Birmingham City Council has failed to pay up to 30,000 bills and faces the bailiffs after a new computer system which was supposed to improve efficiency broke down.
Scores of suppliers have been out of pocket since the Voyager IT system was installed at the end of October and it is understood that legal action is being considered in a number of cases, with at least one firm warning that it will seek a court order for bailiffs to seize goods to the value of the money it is owed.
According to disgruntled council staff, as many as 30,000 bills may remain unpaid after the invoice-scanning system failed to work properly.
Former Labour councillor and cabinet member John Tyrrell found himself caught up in the financial chaos.
He is owed £700 for consultancy work carried out for the council in October and November last year.
Mr Tyrrell complained and received a letter from council chief executive Stephen Hughes, who admitted: "We have fallen slightly short in some areas because of the complexities involved".
Mr Tyrrell said: "They could at least have kept the old system running while testing the new equipment and then this wouldn't have happened."
Local authority bosses are accused of attempting to cover up the true extent of the IT failure.
Council employees writing on Adrian Goldberg's The Stirrer website claim that:
* Staff at children's homes are being forced to use their own money to buy food for residents.
* Bailiffs visited the Sparkbrook Neighbourhood Office demanding payment for the rent of the building.
* Supplies of newspapers to several city libraries have been suspended until the council is able to settle its debts.
Last night the council said Service Birmingham, the arm's-length company run by outsourcing firm Capita, which introduced the Voyager system on the grounds that it would make cash transactions more efficient, was working hard to iron out "glitches".
Service Birmingham is spearheading the council's Business Transformation project, which aims to make savings of £600 million by 2016.
The problem is deeply embarrassing for the council's Conservative-Liberal Democrat leadership, which has spoken of its support for local traders and its commitment to "fiscal responsibility".
The failure of the new system will provide ammunition for the trade unions, who are suspicious of Capita's record.
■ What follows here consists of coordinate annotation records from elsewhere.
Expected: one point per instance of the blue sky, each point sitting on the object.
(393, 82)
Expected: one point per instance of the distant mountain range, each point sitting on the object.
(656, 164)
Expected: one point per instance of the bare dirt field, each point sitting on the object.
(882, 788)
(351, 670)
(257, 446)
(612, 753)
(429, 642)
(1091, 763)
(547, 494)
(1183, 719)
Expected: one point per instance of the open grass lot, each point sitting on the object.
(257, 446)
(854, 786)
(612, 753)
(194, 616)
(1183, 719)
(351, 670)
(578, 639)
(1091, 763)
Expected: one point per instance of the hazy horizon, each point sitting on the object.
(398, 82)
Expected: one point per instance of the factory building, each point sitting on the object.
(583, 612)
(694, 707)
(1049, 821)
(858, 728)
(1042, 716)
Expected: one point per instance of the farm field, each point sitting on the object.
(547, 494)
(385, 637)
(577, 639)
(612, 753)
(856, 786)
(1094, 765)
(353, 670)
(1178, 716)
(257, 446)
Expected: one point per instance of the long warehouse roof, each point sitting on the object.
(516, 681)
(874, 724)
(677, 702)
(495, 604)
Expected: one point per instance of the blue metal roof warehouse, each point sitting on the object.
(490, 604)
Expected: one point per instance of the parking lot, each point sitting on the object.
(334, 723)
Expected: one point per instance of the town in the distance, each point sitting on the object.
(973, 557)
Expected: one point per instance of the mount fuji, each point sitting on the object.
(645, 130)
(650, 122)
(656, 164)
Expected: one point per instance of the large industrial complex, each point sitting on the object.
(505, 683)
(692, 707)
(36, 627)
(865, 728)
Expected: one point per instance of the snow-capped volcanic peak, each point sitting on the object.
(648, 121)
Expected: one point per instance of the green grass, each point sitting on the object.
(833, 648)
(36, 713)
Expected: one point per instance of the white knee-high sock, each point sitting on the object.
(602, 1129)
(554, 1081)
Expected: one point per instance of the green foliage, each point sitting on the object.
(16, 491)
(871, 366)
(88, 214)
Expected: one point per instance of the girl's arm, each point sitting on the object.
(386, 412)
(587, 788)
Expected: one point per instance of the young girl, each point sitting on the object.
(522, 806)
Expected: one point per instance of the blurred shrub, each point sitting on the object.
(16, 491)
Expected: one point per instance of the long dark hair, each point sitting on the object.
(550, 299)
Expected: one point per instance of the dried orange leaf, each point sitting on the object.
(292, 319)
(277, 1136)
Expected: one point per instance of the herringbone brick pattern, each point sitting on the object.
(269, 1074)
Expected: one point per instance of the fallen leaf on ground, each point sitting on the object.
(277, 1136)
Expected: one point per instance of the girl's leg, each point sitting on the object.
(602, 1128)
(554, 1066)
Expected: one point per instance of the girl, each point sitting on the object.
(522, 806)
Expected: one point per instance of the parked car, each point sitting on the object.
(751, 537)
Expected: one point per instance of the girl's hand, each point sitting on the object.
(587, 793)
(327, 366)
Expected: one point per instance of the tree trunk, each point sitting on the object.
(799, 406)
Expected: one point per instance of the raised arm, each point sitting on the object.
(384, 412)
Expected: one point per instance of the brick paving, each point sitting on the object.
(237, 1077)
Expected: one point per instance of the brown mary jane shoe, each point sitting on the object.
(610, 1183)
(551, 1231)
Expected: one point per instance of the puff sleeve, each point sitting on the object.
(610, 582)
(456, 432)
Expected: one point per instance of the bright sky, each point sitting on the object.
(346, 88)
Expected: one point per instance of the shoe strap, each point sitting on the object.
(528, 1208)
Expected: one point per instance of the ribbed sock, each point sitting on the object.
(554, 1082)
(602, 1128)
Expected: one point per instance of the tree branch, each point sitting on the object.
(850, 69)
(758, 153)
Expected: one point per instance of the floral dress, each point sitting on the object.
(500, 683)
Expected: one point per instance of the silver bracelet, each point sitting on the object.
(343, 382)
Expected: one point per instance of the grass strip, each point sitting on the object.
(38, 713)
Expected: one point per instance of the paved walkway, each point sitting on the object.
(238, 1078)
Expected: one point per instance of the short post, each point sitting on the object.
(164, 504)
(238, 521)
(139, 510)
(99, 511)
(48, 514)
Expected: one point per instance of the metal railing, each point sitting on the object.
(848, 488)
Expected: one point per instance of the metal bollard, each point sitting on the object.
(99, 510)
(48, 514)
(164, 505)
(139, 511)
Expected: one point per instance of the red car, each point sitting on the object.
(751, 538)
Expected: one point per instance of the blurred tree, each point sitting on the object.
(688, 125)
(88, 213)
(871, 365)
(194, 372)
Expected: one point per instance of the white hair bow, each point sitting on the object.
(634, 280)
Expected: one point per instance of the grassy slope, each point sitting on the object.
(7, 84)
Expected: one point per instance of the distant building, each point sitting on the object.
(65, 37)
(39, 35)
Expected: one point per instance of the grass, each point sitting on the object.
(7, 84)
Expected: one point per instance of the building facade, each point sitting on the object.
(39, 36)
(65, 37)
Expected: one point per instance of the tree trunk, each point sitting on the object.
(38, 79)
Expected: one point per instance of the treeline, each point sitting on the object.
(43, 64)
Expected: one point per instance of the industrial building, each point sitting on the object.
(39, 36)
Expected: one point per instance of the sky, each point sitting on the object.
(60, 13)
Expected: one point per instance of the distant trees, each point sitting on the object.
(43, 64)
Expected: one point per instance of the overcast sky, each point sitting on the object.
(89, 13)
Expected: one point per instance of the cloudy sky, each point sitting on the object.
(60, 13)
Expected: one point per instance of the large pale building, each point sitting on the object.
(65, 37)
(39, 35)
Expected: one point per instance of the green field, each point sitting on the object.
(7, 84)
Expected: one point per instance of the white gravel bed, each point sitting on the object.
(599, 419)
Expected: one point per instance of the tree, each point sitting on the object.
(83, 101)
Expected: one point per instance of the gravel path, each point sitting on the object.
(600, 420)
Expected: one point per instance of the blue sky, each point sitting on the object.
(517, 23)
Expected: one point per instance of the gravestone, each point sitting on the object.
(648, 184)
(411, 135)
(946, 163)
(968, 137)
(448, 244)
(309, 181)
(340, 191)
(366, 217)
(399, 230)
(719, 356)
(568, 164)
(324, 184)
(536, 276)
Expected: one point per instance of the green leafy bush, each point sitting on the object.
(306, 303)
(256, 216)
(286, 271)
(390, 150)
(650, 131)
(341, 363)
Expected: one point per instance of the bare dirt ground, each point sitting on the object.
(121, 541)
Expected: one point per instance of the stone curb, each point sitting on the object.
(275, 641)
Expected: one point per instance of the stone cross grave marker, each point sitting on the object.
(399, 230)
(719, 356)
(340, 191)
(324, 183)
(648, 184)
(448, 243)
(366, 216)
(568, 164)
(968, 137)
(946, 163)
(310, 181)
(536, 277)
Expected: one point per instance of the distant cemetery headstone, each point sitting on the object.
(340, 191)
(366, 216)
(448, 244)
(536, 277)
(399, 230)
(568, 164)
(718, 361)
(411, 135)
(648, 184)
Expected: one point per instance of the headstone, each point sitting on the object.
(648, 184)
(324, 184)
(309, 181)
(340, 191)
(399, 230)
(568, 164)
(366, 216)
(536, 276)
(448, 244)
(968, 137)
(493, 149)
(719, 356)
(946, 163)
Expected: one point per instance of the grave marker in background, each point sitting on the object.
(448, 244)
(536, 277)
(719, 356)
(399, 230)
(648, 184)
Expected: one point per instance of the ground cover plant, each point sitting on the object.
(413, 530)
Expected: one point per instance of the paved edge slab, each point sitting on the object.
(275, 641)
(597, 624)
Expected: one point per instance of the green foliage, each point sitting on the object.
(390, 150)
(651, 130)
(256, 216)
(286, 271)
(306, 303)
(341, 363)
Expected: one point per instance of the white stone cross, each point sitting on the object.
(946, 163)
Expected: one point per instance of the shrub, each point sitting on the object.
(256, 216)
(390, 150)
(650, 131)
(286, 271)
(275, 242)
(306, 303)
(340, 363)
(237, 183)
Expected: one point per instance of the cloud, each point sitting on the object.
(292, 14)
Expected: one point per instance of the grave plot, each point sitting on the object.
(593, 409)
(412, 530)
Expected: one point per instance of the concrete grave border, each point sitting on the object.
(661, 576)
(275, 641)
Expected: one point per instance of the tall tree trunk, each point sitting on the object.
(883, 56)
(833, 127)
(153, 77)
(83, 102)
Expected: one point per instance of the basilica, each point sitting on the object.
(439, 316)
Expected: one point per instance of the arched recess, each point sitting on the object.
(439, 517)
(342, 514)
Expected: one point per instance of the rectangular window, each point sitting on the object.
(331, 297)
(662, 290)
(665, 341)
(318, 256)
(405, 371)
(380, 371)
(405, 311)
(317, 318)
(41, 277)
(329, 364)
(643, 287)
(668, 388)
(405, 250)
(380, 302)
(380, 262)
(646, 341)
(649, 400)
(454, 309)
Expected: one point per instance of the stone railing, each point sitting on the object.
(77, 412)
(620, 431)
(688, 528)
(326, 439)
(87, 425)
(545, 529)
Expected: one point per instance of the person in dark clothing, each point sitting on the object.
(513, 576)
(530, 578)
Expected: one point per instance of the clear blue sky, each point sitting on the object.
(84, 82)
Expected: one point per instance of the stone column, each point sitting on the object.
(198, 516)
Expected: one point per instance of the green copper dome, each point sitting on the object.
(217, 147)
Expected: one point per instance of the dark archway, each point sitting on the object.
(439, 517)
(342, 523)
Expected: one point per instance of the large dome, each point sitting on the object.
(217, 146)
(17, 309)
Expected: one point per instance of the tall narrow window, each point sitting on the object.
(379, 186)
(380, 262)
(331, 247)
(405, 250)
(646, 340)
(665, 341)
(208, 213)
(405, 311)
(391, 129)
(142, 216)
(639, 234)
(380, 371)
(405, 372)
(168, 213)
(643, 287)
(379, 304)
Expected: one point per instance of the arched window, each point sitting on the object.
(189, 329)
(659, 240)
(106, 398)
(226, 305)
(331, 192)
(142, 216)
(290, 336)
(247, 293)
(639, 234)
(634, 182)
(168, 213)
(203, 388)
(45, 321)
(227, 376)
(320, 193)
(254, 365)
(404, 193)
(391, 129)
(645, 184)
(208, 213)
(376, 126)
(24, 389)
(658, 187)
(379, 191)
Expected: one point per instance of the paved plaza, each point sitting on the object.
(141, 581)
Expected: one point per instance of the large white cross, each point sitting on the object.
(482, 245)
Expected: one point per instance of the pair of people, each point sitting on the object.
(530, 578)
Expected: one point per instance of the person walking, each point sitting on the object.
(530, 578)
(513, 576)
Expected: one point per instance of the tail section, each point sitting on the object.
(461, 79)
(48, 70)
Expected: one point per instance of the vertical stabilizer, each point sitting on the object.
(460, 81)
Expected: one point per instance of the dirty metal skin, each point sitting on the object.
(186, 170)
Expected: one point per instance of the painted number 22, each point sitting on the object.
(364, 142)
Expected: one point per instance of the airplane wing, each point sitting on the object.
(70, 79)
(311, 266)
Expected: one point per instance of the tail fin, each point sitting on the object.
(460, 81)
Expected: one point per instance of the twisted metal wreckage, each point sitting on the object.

Last week The Birmingham Post revealed that Capita had received £20 million in fees and expenses from the city council in two years. The company says it can save the council £280 million by improving IT systems and changing working practices.
But a spokeswoman for the union Unison warned: "We have wider concerns about the role Capita is playing in other local authorities where they have brought in new computer systems that just don't work and make things more difficult and complicated."
Deputy council leader Paul Tilsley, who has overall responsibility for Business Transformation and is on the Service Birmingham board, said: "I have to put my hands up and say there is a problem. I am aware that not everything has gone to plan.
"We are working hard to iron out the glitches from the new system."
Coun Tilsley (Lib Dem Sheldon) said special arrangements could be made to pay the worst-hit suppliers.
He added: "If anyone has a serious problem they need to get in touch very quickly and we will do our best to sort it out, if necessary by manual payments."
He said it was inevitable, given the size of Birmingham City Council, that there would be teething problems. But he remained convinced that Voyager, when bedded down, would provide a far more efficient service for the council, which pays almost £1 billion a year to buy goods and services.
Coun Tilsley added: "With the old system the cost of paying one cheque, because of the manual involvement, was about £30. It is the same for any large organisation, but the move to a fully electronic system will simplify matters."